Hi Marcel,
On Sat, Oct 04, 2003 at 06:51:42PM +0200, Marcel de Riedmatten wrote:
>
> I was making write tests on a 1.5TB xfs filesystem and after unmounting
> it i can't mount it again. It looks like a log corruption or something.
> This is what i found in syslog: i try to mount multiple times
>
>
>
> Oct 4 17:15:35 grobelix kernel: XFS mounting filesystem sd(8,1)

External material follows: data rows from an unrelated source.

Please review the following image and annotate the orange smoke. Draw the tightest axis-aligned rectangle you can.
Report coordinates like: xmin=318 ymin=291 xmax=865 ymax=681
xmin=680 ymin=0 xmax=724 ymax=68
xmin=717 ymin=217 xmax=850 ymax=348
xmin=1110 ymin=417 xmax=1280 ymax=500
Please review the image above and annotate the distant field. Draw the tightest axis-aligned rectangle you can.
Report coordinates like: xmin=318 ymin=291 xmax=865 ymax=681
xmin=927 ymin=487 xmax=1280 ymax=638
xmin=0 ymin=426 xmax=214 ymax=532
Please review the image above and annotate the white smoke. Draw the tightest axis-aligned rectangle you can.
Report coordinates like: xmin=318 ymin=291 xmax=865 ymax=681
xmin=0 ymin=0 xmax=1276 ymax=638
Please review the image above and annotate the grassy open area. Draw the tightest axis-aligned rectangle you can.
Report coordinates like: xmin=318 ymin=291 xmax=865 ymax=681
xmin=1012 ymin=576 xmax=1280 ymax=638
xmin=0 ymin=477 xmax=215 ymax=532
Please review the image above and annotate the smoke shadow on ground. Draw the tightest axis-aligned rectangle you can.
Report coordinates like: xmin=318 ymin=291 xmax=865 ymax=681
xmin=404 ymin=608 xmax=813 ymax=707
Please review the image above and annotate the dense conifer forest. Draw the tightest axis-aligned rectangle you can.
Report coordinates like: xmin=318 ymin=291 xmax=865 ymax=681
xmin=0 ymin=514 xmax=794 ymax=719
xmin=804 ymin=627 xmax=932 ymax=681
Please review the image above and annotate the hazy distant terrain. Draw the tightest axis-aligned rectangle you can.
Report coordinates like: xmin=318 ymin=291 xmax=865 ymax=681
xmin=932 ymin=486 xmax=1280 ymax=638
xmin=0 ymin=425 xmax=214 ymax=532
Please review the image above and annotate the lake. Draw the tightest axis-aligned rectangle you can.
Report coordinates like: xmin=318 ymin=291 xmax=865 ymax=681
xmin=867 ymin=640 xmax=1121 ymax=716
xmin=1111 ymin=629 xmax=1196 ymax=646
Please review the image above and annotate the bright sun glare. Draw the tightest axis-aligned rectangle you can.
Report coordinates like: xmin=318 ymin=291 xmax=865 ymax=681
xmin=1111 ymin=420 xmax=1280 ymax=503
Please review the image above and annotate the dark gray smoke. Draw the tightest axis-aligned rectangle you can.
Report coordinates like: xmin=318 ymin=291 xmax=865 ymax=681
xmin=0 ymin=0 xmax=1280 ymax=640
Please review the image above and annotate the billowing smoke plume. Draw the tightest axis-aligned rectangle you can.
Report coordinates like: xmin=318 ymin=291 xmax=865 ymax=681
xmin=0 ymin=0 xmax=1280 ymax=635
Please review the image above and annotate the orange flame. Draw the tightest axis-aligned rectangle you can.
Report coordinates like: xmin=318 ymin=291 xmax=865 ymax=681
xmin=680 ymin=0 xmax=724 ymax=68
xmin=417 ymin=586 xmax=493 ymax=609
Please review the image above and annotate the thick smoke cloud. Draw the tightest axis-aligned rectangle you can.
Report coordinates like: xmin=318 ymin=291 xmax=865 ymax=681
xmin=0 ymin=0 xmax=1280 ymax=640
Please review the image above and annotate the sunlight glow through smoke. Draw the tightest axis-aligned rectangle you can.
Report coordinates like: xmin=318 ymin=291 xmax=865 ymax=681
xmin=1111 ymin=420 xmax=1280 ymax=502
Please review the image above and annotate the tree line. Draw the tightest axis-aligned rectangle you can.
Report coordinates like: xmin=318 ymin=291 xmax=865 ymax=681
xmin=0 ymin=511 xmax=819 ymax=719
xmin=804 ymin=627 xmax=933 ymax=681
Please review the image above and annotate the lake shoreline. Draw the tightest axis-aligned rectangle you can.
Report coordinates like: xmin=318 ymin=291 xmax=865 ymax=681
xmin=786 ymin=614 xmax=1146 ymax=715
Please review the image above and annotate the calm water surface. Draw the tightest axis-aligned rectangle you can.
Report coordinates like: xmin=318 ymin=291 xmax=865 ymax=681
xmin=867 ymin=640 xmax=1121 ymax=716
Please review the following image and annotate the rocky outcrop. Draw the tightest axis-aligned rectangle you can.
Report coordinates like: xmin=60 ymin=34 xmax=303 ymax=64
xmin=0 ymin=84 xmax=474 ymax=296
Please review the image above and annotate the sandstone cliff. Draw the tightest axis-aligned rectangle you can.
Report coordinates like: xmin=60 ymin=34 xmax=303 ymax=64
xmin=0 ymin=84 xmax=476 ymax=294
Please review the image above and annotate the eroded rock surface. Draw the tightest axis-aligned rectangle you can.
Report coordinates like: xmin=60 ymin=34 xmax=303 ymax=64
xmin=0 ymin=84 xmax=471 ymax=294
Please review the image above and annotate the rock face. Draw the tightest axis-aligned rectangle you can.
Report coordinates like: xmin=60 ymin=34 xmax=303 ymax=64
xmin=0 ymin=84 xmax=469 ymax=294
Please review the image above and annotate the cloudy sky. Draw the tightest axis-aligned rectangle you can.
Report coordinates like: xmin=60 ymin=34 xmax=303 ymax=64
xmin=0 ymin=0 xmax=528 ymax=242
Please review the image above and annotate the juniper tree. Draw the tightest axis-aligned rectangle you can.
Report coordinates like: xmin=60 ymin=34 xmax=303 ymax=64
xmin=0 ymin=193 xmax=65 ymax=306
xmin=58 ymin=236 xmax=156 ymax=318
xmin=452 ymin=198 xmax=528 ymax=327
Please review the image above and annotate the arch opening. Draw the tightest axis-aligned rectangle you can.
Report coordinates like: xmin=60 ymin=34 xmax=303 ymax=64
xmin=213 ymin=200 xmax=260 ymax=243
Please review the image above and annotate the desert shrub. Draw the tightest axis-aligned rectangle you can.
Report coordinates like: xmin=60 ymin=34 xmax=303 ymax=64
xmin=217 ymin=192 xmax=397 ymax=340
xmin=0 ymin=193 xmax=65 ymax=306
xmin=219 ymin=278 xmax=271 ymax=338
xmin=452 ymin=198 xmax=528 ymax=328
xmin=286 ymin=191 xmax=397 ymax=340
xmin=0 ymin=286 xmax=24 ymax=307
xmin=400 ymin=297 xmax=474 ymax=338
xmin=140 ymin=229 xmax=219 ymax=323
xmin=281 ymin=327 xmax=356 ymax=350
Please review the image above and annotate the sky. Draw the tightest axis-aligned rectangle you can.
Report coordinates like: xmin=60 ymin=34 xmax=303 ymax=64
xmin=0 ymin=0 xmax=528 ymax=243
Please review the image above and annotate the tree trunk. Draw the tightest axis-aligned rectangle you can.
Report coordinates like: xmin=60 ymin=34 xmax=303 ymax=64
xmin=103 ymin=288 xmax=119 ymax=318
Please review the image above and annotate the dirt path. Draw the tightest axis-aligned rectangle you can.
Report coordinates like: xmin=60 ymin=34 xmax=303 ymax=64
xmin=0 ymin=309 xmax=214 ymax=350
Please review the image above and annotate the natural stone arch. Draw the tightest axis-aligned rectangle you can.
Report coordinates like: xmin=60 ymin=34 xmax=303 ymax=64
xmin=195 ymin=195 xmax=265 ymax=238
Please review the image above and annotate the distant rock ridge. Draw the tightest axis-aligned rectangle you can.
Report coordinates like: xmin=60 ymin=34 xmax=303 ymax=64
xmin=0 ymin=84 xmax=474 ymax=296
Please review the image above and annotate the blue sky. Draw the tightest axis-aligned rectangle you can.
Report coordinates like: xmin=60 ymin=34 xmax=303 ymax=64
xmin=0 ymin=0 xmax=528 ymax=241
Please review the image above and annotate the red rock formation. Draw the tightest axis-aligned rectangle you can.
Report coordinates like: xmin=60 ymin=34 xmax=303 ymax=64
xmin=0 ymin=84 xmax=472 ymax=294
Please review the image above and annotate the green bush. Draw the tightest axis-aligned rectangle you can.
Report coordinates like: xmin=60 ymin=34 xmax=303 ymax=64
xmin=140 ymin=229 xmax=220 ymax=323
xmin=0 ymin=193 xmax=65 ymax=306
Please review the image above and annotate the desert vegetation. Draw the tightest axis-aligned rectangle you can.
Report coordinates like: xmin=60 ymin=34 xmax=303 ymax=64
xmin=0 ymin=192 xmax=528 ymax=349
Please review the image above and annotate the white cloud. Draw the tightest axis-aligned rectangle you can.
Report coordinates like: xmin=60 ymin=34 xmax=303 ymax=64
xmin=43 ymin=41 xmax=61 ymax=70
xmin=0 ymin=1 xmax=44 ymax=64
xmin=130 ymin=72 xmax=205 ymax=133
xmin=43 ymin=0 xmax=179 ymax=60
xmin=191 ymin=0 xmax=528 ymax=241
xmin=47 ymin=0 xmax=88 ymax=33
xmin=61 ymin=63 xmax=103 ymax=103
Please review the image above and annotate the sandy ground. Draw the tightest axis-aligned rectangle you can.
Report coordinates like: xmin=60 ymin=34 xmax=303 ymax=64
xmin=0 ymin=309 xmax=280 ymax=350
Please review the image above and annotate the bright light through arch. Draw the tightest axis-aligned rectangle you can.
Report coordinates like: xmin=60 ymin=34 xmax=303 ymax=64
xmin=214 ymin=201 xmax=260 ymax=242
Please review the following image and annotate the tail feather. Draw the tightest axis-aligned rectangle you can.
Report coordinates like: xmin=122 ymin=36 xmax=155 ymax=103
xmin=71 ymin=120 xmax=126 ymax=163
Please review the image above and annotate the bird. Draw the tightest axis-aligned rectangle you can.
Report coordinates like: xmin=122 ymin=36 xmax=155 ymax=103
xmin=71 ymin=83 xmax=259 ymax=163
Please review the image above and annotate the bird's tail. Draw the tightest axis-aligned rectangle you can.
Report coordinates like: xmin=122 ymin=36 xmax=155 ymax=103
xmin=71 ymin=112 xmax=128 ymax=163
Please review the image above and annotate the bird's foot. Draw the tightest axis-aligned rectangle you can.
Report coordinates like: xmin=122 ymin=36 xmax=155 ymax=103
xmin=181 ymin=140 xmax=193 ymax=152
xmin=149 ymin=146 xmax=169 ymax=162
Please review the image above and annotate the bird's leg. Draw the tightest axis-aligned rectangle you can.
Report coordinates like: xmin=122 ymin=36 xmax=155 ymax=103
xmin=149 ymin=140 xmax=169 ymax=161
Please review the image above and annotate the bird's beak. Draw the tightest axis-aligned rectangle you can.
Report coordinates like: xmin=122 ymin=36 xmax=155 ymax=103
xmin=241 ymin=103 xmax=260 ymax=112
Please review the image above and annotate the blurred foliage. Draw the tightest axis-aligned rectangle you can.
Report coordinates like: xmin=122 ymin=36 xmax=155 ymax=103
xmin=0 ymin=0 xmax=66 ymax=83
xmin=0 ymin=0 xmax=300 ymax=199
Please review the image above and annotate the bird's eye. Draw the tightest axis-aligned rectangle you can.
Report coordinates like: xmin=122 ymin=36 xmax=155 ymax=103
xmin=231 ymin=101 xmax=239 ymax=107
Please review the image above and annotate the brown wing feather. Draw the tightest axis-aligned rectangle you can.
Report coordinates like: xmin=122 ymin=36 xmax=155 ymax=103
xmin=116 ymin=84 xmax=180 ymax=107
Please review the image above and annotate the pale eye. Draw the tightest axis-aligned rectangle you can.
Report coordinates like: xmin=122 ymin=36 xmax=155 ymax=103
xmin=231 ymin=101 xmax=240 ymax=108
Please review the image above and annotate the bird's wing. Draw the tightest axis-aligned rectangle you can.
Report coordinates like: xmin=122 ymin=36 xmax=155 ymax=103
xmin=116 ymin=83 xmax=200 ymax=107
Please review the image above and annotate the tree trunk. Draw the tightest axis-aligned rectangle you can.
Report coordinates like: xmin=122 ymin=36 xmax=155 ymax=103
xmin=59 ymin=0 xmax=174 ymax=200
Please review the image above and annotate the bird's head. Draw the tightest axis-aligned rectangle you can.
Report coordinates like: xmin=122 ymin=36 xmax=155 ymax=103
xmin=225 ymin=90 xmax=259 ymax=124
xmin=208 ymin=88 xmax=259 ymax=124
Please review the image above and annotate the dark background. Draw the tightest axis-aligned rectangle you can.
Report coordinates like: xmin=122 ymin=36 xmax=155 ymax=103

> Oct 4 17:15:36 grobelix kernel: Starting XFS recovery on filesystem:
> sd(8,1) (dev: 8/1)
> Oct 4 17:15:36 grobelix kernel: XFS: log mount/recovery failed
> Oct 4 17:15:36 grobelix kernel: XFS: log mount failed
> Oct 4 17:15:50 grobelix kernel: XFS mounting filesystem sd(8,1)
> Oct 4 17:15:50 grobelix kernel: Filesystem "sd(8,1)": XFS internal
> error
> xlog_clear_stale_blocks(2) at line 1253 of file xfs_log_recover.c.
> Caller
...
> (0xe8539c54))
> Oct 4 17:15:50 grobelix kernel: [<f898e900>] xlog_find_tail [xfs] 0x3c0
> (0xe8539c5c))
...
> This is xfs-1.3 whith Axel Thimm smp i686 package at
> http://atrpms.physik.fu-berlin.de/dist/rh73/kernel/
>
>
> Hardware is supermicro dual xeon board (x5dp8-g2) with 2 GB of ram and a
> 3ware 8506-8 with 7 disks raid5.
>
>
> Then try xfs_logprint (without -t ) but it segfault:
>
xfs_logprint without -t prior to xfsprogs-2.5.10 couldn't handle v2 logs.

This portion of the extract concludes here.